If it is an election meeting, the Preliminary Notice must state the number of directors, the number of vacancies, the terms for replacement directors and any position to be filled by the owners of non-leased units [s. 29 (1) of the Act and s. 11.6 of O.Reg. 48/01]. A Director’s Disclosure Statement should be added to the Preliminary Notice, to allow a candidate’s name to be published as a notice candidate in the AGM package, if received on time.
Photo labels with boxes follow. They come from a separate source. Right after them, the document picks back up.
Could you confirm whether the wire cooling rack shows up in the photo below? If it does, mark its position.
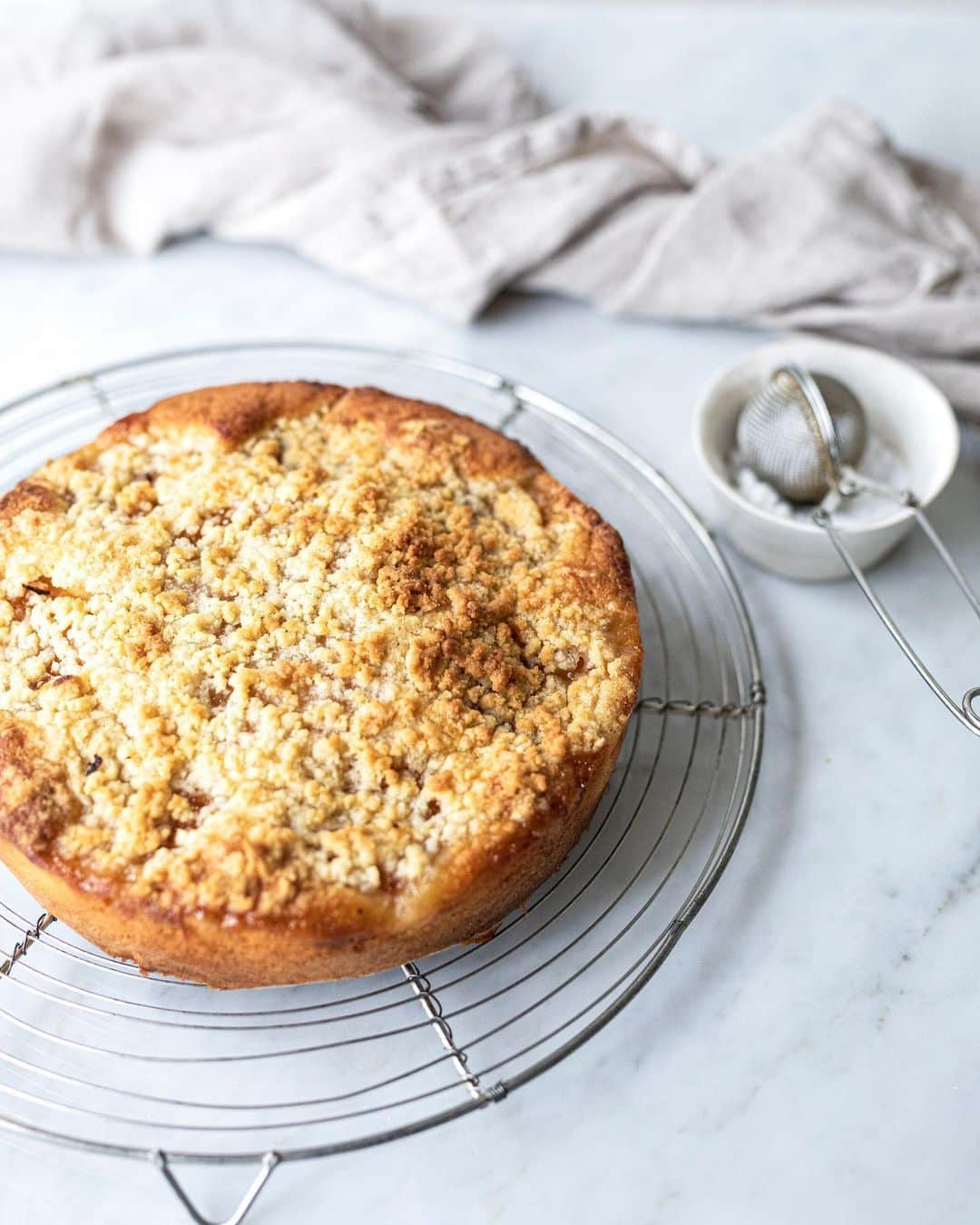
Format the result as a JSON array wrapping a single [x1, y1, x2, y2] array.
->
[[0, 343, 764, 1225]]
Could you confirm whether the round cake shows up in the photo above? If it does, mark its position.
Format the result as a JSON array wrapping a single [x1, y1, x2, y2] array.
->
[[0, 382, 642, 987]]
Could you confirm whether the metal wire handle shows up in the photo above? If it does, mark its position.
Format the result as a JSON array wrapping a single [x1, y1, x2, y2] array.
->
[[777, 365, 980, 736]]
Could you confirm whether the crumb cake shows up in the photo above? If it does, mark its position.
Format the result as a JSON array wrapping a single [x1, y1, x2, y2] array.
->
[[0, 382, 642, 987]]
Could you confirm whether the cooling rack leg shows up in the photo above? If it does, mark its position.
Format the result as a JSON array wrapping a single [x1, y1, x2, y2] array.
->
[[402, 962, 505, 1102], [153, 1152, 279, 1225]]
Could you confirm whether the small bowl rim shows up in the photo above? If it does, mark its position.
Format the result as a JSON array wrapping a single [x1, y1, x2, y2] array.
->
[[692, 337, 960, 536]]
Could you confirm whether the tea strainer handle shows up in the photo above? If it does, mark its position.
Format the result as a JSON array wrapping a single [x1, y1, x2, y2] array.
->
[[781, 365, 980, 736]]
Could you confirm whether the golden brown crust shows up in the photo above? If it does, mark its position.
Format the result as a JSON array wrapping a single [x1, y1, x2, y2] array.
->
[[0, 384, 642, 986]]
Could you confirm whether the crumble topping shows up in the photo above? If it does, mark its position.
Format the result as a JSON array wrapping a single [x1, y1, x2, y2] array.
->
[[0, 389, 638, 915]]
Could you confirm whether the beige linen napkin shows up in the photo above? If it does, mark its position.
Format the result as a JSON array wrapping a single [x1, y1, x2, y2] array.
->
[[0, 0, 980, 416]]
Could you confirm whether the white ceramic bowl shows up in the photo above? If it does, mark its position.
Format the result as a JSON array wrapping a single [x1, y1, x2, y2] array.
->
[[694, 339, 959, 580]]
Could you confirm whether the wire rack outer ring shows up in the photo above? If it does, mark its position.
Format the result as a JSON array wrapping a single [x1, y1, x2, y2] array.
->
[[0, 340, 764, 1221]]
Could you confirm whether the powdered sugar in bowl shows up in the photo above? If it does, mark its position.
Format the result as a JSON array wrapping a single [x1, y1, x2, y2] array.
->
[[694, 339, 959, 580]]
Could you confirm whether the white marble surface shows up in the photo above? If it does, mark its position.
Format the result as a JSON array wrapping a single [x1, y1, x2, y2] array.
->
[[0, 3, 980, 1225]]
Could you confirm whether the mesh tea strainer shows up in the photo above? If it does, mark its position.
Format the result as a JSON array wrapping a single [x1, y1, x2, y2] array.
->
[[736, 364, 980, 735]]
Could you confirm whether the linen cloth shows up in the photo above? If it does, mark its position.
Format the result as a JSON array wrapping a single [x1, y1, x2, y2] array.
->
[[0, 0, 980, 416]]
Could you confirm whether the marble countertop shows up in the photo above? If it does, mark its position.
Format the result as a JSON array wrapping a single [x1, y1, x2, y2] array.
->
[[0, 3, 980, 1225]]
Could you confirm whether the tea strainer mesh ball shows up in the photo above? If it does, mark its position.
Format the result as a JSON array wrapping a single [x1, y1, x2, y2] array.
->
[[735, 370, 867, 503]]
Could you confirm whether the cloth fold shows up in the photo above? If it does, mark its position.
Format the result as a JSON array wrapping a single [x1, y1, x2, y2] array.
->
[[0, 0, 980, 416]]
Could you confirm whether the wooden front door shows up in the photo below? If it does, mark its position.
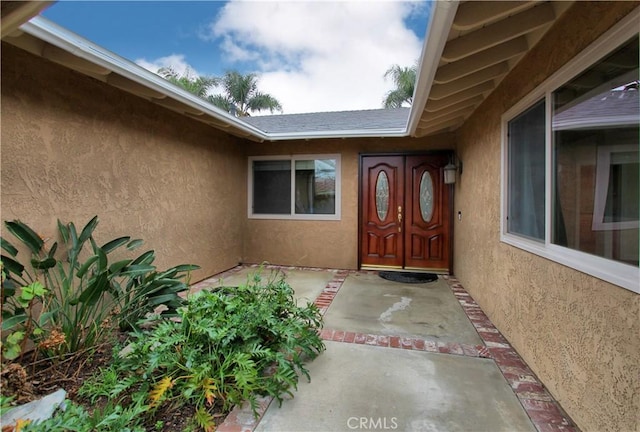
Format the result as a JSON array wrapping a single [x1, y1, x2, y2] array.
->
[[360, 154, 451, 272]]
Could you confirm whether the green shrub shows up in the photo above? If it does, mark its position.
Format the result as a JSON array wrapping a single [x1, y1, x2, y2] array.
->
[[81, 273, 324, 430], [0, 216, 199, 359]]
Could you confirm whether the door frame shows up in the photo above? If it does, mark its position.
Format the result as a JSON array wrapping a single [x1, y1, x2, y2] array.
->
[[358, 150, 455, 274]]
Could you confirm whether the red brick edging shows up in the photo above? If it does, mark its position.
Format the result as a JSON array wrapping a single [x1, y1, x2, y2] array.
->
[[202, 265, 578, 432]]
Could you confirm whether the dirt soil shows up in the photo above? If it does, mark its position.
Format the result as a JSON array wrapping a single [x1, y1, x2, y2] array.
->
[[0, 338, 228, 432]]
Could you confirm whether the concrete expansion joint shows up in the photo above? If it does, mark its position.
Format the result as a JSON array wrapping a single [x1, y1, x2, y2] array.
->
[[209, 265, 578, 432]]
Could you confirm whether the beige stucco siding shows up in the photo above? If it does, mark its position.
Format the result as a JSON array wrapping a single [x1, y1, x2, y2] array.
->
[[1, 43, 246, 280], [244, 135, 453, 269], [454, 2, 640, 431]]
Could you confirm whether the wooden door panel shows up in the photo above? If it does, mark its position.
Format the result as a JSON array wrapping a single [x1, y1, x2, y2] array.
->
[[360, 154, 451, 271], [360, 156, 404, 267], [405, 155, 450, 270]]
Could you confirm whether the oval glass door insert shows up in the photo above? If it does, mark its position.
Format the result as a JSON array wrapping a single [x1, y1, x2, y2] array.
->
[[376, 171, 389, 221], [420, 171, 433, 222]]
2. Director’s Disclosure Statement – Now, each director candidate will need to sign a form of Director’s Disclosure Statement if the person wishes their name to be published as a notice candidate. A subsequent candidate must provide the same disclosure, orally or in writing, as late as the election meeting [s. 28, 45.1 & 51 of the Act and s. 11.6 (1) of O.Reg. 48/01]. Consider explaining and handing out Director’s Disclosure Statements to potential new candidates at the beginning of an election meeting to attempt to circumvent the time spent for the Chair to cross-examine, by oral disclosure questions and answers, any candidate who has not provided a signed written Statement.
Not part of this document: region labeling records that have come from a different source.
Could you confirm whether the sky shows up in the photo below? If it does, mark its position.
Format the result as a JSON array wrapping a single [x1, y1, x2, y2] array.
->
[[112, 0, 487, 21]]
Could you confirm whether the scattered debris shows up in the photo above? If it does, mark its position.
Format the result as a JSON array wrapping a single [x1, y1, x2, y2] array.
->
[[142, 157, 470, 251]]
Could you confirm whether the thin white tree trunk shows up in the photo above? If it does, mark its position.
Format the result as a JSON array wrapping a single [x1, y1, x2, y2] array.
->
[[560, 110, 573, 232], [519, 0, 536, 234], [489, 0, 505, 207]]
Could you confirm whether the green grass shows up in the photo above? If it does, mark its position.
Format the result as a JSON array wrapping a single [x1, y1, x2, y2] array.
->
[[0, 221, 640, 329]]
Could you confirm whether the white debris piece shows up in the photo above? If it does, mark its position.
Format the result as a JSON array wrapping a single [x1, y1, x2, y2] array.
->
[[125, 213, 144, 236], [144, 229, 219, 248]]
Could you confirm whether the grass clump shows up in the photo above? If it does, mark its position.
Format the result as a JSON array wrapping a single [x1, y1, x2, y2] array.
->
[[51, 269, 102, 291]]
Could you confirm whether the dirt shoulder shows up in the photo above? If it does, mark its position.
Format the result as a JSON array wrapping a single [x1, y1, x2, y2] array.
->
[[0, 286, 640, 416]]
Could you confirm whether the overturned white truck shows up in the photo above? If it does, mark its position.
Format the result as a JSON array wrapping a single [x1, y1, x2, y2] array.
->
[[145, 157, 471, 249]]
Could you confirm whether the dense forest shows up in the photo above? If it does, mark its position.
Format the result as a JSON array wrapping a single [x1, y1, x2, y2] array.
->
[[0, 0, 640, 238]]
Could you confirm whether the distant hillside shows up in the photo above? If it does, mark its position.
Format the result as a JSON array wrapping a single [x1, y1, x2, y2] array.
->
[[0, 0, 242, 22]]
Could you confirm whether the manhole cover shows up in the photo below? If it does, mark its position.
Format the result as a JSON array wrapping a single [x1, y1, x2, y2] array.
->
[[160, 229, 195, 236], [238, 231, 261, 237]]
The Director’s Disclosure Statement will disclose whether the candidate is an owner and/or an occupant, whether the unit’s common expenses have been in arrears for more than 60 days and whether the candidate has a material interest in a contract or transaction involving the Corporation, the declarant or an affiliated company, director or officer. The director must also disclose any legal proceedings involving the Corporation, the director and any occupant of the unit or family members as parties. The candidate must disclose any convictions for offences under the Act or its regulations during the past 10 years. The Director’s Disclosure Statement can spell out other criteria referred to in the Corporation’s new by-laws – such as required qualifications to become a director and required compliance with the Director’s Code of Ethics. Such disclosure is also required when revised circumstances arise during the period the person remains as a director. Any such disclosure does not in of itself disqualify the director, although a by-law disqualification provision or a requisition for removal of a director may accomplish that result.
3. New AGM Requirements – Your condo’s standard AGM package will need to be tweaked in several respects. Certain materials will have to be added to the prescribed form of Notice of Meeting set out in s. 12.8 of O.Reg. 48/01. Work with the Corporation’s lawyer to upgrade your AGM package of documents in the context of the new criteria set out in the amended Act and Regulations. Electronic notice can be given to owners who have provided the prescribed form to the Corporation, subject to the criteria set out in the board’s resolution. Other meeting and voting requirements will need to be adjusted. The manager should coordinate with the Chair and lawyer well in advance of the Preliminary Notice date.
The Chair of your AGM will also need to use a substantially-revised script for the meeting and explain new criteria applicable to directors’ qualifications, disclosure by directors, their new educational requirements and election of the special director to be separately-elected by the owners of non-leased units. Ask your condo lawyer to chair your next AGM to stick-handle through the new requirements.
4. Directors’ Training — Directors elected on or after November 1 must complete the prescribed 3.5-hour online training course within 6 months of their initial or next election or appointment as a director and each 7 years thereafter. There is no test for the multiple-choice questions; answers can be rectified until correct. Once completed, the director must provide evidence of completing the training, failing which the person ceases to be a director. Any expense for the training must be reimbursed by the Corporation within 30 days after receipt of the director’s invoice.